Making things worse is that, unlike the global slowdown in 2008-09 when Asia was primed to unleash stimulus, this time the region is saddled with debt. And in some economies, interest rates are already at a record low. While lower oil prices have helped budgets, the impact on spending has been muted so far.

"Asia rode high on the wave of a vast global monetary stimulus in recent years. Now the bill is coming due," said Frederic Neumann, co-head of Asian economic research at HSBC Holdings Plc in Hong Kong.

The slowdown puts Asia on looser ground to face threats from financial turmoil - including the risk of an exit of Greece from the euro region, interest-rate increases by the US Federal Reserve and the volatility in China's stocks in recent weeks. Higher US borrowing costs could trigger an outflow of capital that exacerbates debt challenges.

"The combination of Asia's declining investment returns and high local debt levels is forcing deleveraging, which should lead to capital exports," Morgan Stanley's global currency research team, led by Hans Redeker in London, wrote in a July 9 note. That suggests outflows of funds to the US dollar, they wrote.

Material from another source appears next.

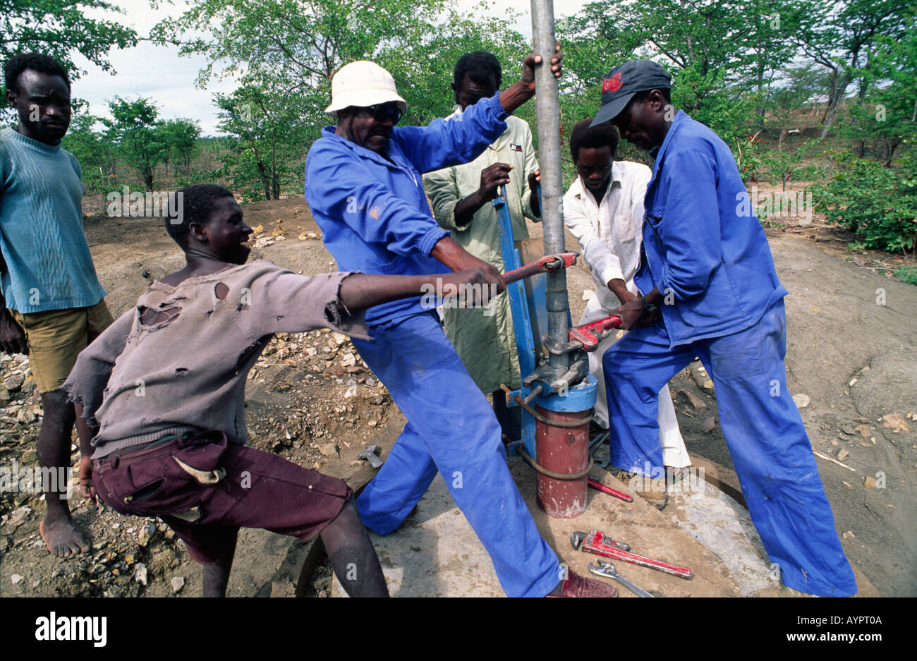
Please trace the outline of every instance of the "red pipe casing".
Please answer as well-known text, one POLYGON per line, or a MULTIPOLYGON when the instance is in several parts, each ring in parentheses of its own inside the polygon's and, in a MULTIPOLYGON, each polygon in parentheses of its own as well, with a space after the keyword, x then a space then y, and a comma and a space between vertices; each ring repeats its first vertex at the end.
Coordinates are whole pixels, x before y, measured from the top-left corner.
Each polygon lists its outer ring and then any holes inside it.
MULTIPOLYGON (((574 413, 536 410, 547 420, 581 420, 591 410, 574 413)), ((589 423, 577 427, 555 427, 540 420, 535 427, 536 457, 553 473, 572 475, 589 464, 589 423)), ((573 519, 586 511, 588 475, 576 479, 557 479, 538 473, 536 501, 541 511, 556 519, 573 519)))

Across Asia the story is similar. Shipments from South Korea - equivalent to about half the nation's gross domestic product - have been falling all year, hurt by weak demand in its biggest market, China.

Philippine exports in May fell 17.4 per cent from a year before, deeper than the 10 per cent drop that economists anticipated in a report on Friday. The International Monetary Fund now sees 6.2 per cent growth this year and 6.5 per cent in 2016, against 6.7 per cent and 6.3 per cent previously.

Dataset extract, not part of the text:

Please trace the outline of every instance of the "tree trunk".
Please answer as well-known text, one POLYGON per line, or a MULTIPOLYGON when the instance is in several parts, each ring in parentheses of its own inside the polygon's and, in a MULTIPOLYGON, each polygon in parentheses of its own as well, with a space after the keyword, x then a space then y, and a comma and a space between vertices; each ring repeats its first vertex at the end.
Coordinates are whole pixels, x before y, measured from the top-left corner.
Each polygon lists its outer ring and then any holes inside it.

Analysts at JPMorgan Chase & Co estimate that growth in Asia's emerging economies, excluding China and India, is on track to record its weakest quarter since the end of 2011. GDP could have expanded by a seasonally adjusted annualized 1.3 per cent in the second quarter from the previous three months, the US bank said in a note.

Things may get worse - in Singapore, a bellwether given its reliance on commerce and capital flows, chief financial officers are the most pessimistic in the region when it comes to profits this year, according to a survey by Bank of America Merrill Lynch.

"The big picture for these countries is that trend growth is now a lot slower than it was," said Gareth Leather at Capital Economics Ltd. in London, who has covered Asian economies for almost a decade.

Among the economies most vulnerable to Fed rate increases and subsequent capital flight are Indonesia and Malaysia, where foreign currency borrowing rose even as their local currencies weakened. The rupiah has fallen about 7 per cent this year against the dollar, and Malaysia's ringgit is down almost 8 per cent. In an attempt to deepen its safeguards, Indonesia sought a dollar swap line with the Fed, though was denied, according to an official familiar with the matter.

"In the event that Fed tightening causes global risk aversion to increase, Indonesia with its large current account and Malaysia with its high level of household debt are likely to be the most vulnerable," said Leather.

Bright spots remain, including signs of a pick-up in Vietnam and India. And other areas have perhaps deeper challenges - Brazil is facing a recession and Russia is already mired in one. More than 40 per cent of global growth comes from Asia, according to Deutsche Bank AG.

Yet with monetary policy struggling for traction and debt levels high, Asia's best years for expansion may be behind.

"We don't expect to see a big rebound," said Leather.